Increase in diagnoses of autism[edit | edit source]
- For more details on this topic, see Autism epidemic.
There has been an explosion worldwide in reported cases of autism over the last ten years, which is largely reminiscent of increases in the diagnosis of schizophrenia and multiple personality disorder in the twentieth century. This has brought rise to a number of different theories as to the nature of the sudden increase.
Epidemiologists argue that the rise in diagnoses in the United States is partly or entirely attributable to changes in diagnostic criteria, reclassifications, public awareness, and the incentive to receive federally mandated services. A widely cited study from the M.I.N.D. Institute in California (17 October 2002), claimed that the increase in autism is real, even after those complicating factors are accounted for (see reference in this section below).
Other researchers remain unconvinced (see references below), including Dr. Chris Johnson, a professor of pediatrics at the University of Texas Health Sciences Center at San Antonio and cochair of the American Academy of Pediatrics Autism Expert Panel, who says, "There is a chance we're seeing a true rise, but right now I don't think anybody can answer that question for sure." (Newsweek reference below).
The answer to this question has significant ramifications for the direction of research, since a real increase would focus more attention (and research funding) on the search for environmental factors, while little or no real increase would focus more attention to genetics. On the other hand, it is conceivable that certain environmental factors (vaccination, diet, societal changes) may have a particular impact on people with a specific genetic constitution. There is little public research on the effects of in vitro fertilization on the incidence of autism.
One of the more popular theories is that there is a connection between "geekdom" and autism. This is hinted at by, for instance, a Wired Magazine article in 2001 entitled "The Geek Syndrome", and is a point argued by many in the autism rights movement. This article, many professionals assert, is just one example of the media's application of mental disease labels to what is actually variant normal behavior—they argue that shyness, lack of athletic ability or social skills, and idiosyncratic intellectual interests, even when they seem unusual to others, are not in themselves signs of autism or Asperger's syndrome. Others assert that it is actually the medical profession which is applying mental disease labels to children who in the past would have simply been accepted as a little different or even labeled 'gifted'. See clinomorphism for further discussion of this issue.
Due to the recent publicity surrounding autism and autistic spectrum disorders, an increasing number of adults are choosing to seek diagnoses of high-functioning autism or Asperger's syndrome in light of symptoms they currently experience or experienced during childhood. Since the cause of autism is thought to be at least partly genetic, a proportion of these adults seek their own diagnosis specifically as follow-up to their children's diagnoses. Because autism falls into the pervasive developmental disorder category, strictly speaking, symptoms must have been present in a given patient before age seven in order to make a differential diagnosis.
Assessment of Autism[edit | edit source]
There are two broad approaches to the assessment of Autistic Disorders.

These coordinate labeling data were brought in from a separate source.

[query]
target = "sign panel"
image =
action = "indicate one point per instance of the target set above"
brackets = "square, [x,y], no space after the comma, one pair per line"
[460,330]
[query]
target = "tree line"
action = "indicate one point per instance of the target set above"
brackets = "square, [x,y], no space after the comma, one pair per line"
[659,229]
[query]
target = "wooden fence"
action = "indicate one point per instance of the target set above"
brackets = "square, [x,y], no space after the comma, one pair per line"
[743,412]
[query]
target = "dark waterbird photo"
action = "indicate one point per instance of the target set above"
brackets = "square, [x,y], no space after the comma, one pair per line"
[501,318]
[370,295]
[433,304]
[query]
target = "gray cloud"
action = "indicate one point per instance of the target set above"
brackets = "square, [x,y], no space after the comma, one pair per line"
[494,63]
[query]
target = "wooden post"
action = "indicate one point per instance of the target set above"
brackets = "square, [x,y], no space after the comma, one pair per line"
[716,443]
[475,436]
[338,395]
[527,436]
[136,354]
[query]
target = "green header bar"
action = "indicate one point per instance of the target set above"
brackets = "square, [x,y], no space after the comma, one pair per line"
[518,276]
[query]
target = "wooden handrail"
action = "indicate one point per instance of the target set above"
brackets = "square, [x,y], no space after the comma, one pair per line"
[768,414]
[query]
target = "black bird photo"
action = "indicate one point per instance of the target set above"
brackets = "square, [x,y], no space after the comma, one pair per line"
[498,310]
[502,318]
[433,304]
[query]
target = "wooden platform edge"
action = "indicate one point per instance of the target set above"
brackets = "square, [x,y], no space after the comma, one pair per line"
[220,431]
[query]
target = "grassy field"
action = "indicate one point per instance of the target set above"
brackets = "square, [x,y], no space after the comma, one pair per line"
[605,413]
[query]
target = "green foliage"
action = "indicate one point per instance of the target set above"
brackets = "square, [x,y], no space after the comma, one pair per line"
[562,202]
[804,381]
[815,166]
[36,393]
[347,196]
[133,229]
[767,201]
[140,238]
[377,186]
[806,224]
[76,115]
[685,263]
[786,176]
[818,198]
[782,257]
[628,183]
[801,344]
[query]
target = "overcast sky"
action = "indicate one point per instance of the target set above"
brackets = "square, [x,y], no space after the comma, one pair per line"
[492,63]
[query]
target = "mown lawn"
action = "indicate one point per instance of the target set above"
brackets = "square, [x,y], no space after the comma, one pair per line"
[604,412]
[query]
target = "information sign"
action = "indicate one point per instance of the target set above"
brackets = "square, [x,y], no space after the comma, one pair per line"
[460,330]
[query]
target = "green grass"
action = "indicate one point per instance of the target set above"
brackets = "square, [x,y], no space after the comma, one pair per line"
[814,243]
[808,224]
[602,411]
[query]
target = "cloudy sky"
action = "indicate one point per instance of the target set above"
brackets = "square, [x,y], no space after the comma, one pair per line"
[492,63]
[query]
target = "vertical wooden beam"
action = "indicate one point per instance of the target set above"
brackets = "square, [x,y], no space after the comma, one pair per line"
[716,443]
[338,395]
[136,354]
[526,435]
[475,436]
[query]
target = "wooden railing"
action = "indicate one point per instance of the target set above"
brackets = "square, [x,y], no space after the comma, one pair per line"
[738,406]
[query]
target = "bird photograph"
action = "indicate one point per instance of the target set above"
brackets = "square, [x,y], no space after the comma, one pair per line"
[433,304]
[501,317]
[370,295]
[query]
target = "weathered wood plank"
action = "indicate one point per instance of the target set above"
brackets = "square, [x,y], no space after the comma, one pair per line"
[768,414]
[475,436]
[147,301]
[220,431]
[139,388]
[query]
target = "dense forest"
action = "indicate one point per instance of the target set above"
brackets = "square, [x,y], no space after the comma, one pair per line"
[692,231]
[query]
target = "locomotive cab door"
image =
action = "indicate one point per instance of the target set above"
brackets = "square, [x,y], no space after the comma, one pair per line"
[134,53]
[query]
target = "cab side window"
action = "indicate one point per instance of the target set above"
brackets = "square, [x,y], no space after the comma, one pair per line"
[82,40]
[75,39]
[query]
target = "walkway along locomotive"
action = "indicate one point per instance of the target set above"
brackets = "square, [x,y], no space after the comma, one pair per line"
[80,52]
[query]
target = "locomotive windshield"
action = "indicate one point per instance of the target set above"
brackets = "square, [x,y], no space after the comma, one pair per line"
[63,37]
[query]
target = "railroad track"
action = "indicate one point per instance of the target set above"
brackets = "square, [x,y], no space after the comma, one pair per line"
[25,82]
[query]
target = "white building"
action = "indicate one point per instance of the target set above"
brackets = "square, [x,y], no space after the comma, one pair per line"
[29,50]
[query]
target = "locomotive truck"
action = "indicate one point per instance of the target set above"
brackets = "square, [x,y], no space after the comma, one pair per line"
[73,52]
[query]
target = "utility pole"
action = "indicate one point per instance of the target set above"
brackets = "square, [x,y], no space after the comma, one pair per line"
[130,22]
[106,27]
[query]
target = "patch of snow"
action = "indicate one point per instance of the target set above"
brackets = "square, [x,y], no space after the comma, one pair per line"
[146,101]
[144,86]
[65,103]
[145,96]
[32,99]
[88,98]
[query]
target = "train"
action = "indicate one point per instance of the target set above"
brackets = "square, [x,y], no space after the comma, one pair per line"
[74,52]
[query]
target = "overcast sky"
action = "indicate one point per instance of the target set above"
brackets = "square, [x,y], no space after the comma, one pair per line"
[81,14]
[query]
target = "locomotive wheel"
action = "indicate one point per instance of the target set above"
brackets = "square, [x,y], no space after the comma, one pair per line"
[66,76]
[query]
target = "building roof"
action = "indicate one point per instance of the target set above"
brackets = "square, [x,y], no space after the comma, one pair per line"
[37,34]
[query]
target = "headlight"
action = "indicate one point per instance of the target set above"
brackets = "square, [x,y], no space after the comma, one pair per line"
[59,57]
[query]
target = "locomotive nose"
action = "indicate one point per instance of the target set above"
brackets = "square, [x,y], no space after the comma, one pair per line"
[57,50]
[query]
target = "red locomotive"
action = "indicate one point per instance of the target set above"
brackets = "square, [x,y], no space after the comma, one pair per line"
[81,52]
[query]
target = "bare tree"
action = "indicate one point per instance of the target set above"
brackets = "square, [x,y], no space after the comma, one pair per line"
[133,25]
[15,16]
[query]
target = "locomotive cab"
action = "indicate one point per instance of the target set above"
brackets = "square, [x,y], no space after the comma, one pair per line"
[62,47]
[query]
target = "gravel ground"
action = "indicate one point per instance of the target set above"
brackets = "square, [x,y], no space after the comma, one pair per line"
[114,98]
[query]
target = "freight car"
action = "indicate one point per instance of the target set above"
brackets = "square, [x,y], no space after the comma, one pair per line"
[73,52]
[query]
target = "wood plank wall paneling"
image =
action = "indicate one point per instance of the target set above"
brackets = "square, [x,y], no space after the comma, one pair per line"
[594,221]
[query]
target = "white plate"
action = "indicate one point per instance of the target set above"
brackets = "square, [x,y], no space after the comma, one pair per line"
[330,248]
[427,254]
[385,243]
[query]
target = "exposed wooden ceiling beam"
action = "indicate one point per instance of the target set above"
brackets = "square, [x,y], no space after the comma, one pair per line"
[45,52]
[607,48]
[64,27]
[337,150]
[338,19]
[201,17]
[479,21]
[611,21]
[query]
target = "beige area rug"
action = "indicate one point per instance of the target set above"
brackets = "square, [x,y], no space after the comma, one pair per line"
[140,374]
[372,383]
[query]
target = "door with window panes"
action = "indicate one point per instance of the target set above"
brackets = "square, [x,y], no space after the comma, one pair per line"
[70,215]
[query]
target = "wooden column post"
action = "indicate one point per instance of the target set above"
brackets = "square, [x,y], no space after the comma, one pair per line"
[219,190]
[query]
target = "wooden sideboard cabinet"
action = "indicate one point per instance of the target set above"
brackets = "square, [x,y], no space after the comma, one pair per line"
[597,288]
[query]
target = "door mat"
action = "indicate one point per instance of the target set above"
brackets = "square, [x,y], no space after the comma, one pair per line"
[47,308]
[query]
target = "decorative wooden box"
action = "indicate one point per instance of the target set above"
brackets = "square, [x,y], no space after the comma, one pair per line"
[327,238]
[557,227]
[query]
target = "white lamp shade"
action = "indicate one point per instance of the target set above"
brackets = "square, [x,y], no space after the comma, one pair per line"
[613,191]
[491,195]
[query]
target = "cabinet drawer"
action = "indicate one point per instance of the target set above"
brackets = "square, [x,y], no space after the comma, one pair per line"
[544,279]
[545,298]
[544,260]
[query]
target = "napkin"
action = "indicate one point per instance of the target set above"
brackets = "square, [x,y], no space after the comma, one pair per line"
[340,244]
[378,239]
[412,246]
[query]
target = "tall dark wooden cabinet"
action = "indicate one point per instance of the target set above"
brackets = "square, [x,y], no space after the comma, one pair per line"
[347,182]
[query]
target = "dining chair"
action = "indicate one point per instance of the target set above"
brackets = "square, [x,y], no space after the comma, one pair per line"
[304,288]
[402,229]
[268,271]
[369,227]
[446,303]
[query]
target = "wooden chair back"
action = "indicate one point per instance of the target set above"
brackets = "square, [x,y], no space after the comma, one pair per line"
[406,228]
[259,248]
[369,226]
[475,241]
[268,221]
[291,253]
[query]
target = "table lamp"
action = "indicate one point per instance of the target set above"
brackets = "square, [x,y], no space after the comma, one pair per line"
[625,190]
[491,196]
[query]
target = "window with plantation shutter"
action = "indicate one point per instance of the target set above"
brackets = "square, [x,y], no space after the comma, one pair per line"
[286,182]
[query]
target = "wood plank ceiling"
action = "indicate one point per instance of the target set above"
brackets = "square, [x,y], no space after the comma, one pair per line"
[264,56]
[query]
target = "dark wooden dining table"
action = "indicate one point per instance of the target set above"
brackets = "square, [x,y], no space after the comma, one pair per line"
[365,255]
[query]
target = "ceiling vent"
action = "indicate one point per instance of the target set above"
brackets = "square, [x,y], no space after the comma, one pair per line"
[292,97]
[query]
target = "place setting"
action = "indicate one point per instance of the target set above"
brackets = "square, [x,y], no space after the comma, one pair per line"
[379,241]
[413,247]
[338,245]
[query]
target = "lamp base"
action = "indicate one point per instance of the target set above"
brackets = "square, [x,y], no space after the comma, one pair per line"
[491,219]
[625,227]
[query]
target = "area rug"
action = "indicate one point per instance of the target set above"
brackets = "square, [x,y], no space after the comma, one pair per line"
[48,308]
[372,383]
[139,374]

One approach uses standardized tests and measures. The second approach relies more on clinical interviews, direct observations, and behavioral assessments. Tests and Measures include the following:
- The Autism Diagnostic Interview-Revised 
- The Autism Diagnostic Observation Scale 
- Pre-Linguistic Autism Diagnostic Observational Schedule 
- Rimland's Diagnostic Checklist for Behavior-Disturbed Children, revised from E-2. 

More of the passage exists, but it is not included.